Повязанный по рукам и ногам, заключённый человек заселял листки писем из зоны пересыщенным раствором размышлений и чувств, исповедями и даже провидениями, которые даются умеющим с головой погружаться в жизнь другого человека. Союзником молодого задора Бориса была, несомненно, полученная мною свобода, освобождение. С высоты тридцатилетнего возраста мы спорили о напастях века, толковали о достойном человеческом обществе, об устремлениях самого Человека. Я восставала, когда Борис прибегал к утопиям, но, вовлечённая в них, стала грешить ими сама. И конечно же, свобода играла здесь первую скрипку. «Месяц назад ты писала мне: „Я часто думаю, что мы живём в лаборатории жизни, где создается Человек, которого ждёт Время, от которого столько света“», – цитировал меня Борис и уточнял: «Зоркая, чуткая – да, да! И главное, что мы сами все тут являемся и реактивами, и катализаторами, и лаборантами, и производным продуктом! В лаборатории этой много дыма, душных паров и едких кислот. И Человек в нас рождается под их прожигающим ливнем в клубах гнева и любви, обид и счастья. Сверху такое прекрасное и бесстрастное небо, а внизу, в жарких сложностях, среди грязи и цветов, слёз и песен, побоев и ласки, рождается Человек в вихре красоты, рядом с кучками отбросов и блестящих бумажек. Ты так верно чуешь это вкусное, властное великолепие. И всё в тебе создано, чтобы кружить в нём, озорно кричать „страшным голосом“ от изобилия и, рассекая упругое сопротивление, взмывать вверх и плыть навстречу ветру и солнцу, призывая к тому других…» Преувеличения и пафос диктовались неприкаянной, обобранной, но всё же молодостью. Чем больше проблем у меня было – неизвестность с сыном, отсутствие профессии, преследования ГБ, – тем сильнее была потребность отрываться от реальности и земли, «взмывать вверх и плыть навстречу ветру и солнцу». Должно же было в чём-то выражать себя буйство энергии.

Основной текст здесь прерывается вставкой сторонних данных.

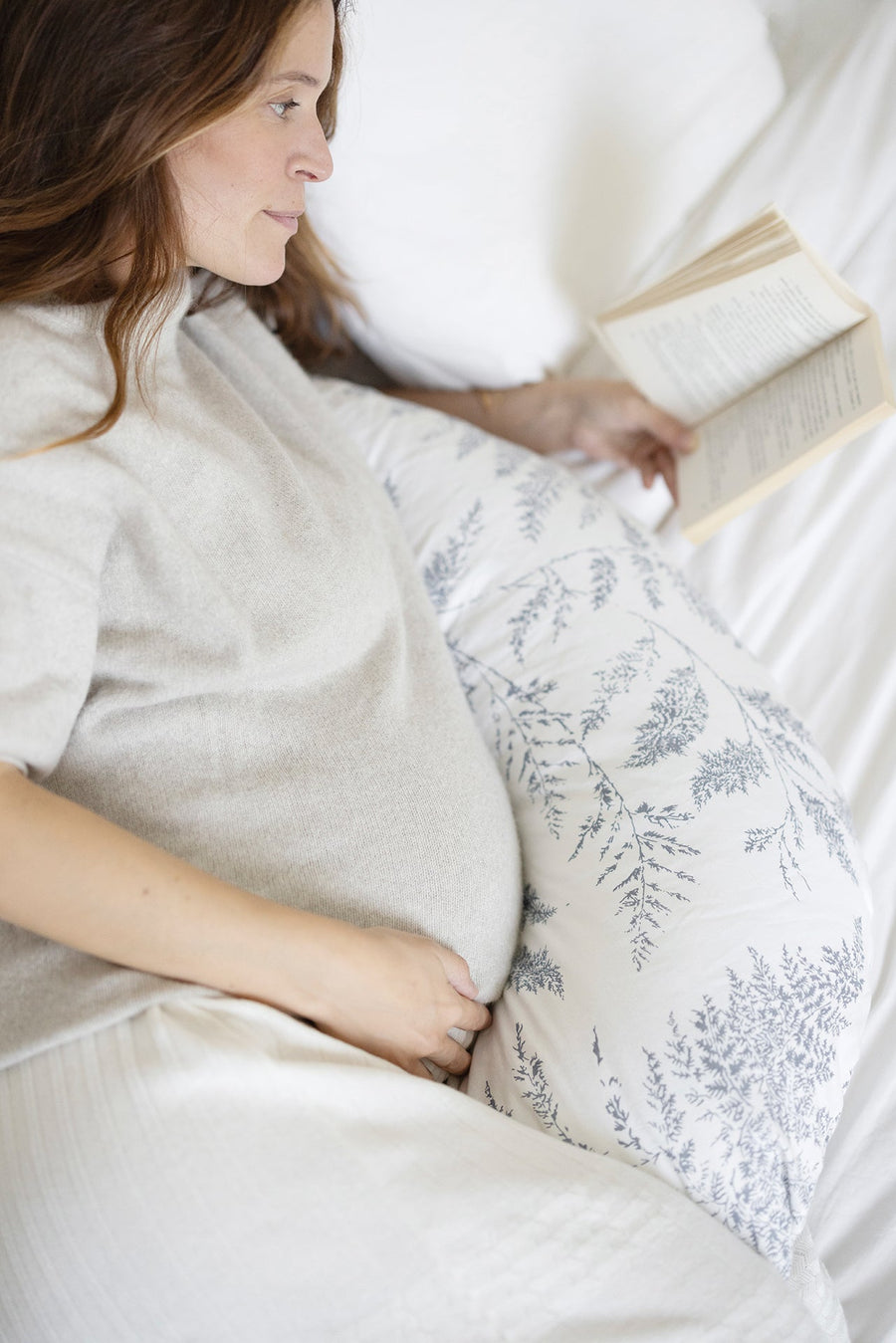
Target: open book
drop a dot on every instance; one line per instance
(762, 346)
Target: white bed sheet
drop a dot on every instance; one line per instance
(807, 579)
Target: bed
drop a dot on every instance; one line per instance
(522, 175)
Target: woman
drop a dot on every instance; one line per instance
(250, 842)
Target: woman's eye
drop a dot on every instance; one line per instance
(280, 109)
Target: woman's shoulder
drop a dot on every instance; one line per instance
(53, 373)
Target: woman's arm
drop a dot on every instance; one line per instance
(72, 876)
(603, 419)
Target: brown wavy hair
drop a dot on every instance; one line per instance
(95, 95)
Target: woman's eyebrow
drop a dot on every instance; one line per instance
(297, 77)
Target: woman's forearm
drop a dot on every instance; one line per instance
(69, 874)
(72, 876)
(524, 414)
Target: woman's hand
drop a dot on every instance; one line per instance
(611, 422)
(603, 419)
(395, 996)
(69, 874)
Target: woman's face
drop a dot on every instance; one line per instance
(242, 180)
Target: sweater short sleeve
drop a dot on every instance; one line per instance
(54, 534)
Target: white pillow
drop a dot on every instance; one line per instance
(504, 168)
(689, 989)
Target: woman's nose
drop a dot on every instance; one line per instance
(312, 157)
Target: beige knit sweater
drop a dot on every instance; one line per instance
(212, 633)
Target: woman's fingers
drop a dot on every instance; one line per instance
(452, 1057)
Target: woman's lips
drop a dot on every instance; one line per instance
(289, 222)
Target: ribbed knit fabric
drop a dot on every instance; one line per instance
(211, 633)
(212, 1172)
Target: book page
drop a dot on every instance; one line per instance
(696, 354)
(784, 426)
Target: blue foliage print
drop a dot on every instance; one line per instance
(662, 792)
(679, 715)
(745, 1076)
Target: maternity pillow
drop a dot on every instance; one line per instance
(689, 986)
(506, 169)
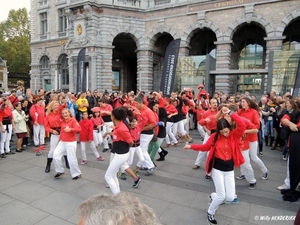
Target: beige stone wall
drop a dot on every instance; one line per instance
(223, 18)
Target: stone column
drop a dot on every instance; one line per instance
(223, 82)
(272, 44)
(105, 77)
(93, 73)
(145, 70)
(72, 81)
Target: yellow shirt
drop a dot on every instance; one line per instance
(82, 104)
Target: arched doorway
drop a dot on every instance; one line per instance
(191, 70)
(249, 53)
(160, 43)
(124, 63)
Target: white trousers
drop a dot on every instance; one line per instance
(201, 155)
(92, 146)
(97, 135)
(179, 127)
(116, 161)
(145, 140)
(54, 139)
(107, 128)
(255, 158)
(128, 163)
(201, 130)
(287, 179)
(70, 148)
(160, 140)
(170, 135)
(38, 134)
(5, 138)
(225, 189)
(246, 168)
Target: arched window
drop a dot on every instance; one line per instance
(45, 62)
(64, 70)
(251, 56)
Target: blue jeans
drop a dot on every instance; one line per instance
(269, 128)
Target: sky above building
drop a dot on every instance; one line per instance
(12, 4)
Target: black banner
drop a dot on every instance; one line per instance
(169, 69)
(296, 89)
(81, 77)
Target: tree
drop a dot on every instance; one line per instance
(14, 41)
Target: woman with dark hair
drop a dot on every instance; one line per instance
(224, 155)
(52, 125)
(278, 113)
(122, 141)
(6, 125)
(20, 119)
(68, 143)
(250, 111)
(292, 121)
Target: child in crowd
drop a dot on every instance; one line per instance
(86, 135)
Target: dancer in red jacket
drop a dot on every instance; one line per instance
(224, 154)
(86, 135)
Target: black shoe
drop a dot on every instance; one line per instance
(207, 177)
(58, 175)
(252, 186)
(211, 219)
(77, 177)
(161, 156)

И чего только не было в тех отношениях! На Севере в концертах я читала «Девушку и Смерть» Горького. Борис изготовил горельеф из гипса: голова юноши лежала на коленях у девушки, будто сошедшей с полотен Рубенса. Я не согласилась с такой трактовкой. Приподняв двумя руками своё создание, Борис с силой расшиб его оземь в мелкие куски. Наша переписка после таких сцен обрывалась. Но я судила себя за жёсткость, за причинённую ему боль, снова шла на примирение. Однако поводы к «разночтениям» возникали снова и снова.
В настойчивом чувстве Бориса безусловно была какая-то нешуточная и непостижимая загадка. Мне недоставало ни опыта, ни человеческой зрелости, чтобы разобраться в ней. Мы были ровесниками, жили в одном Времени, но по-разному относились к самой природе вещей и понятий. Не Время – Бориса, а он норовил по-свойски подчинить его своим желаниям. Он сам назначал ему сроки действий. А я признавала во Времени одушевленного и верховного повелителя. Принимая мою подчинённость, оно бесцеремонно и безжалостно говорило мне: «Не жди! Для таких-то и таких твоих надежд я никогда не настану!» Или напротив: «Терпи! Явлюсь!» Я слышала Время, свято верила его языку. И оно не обманывало меня.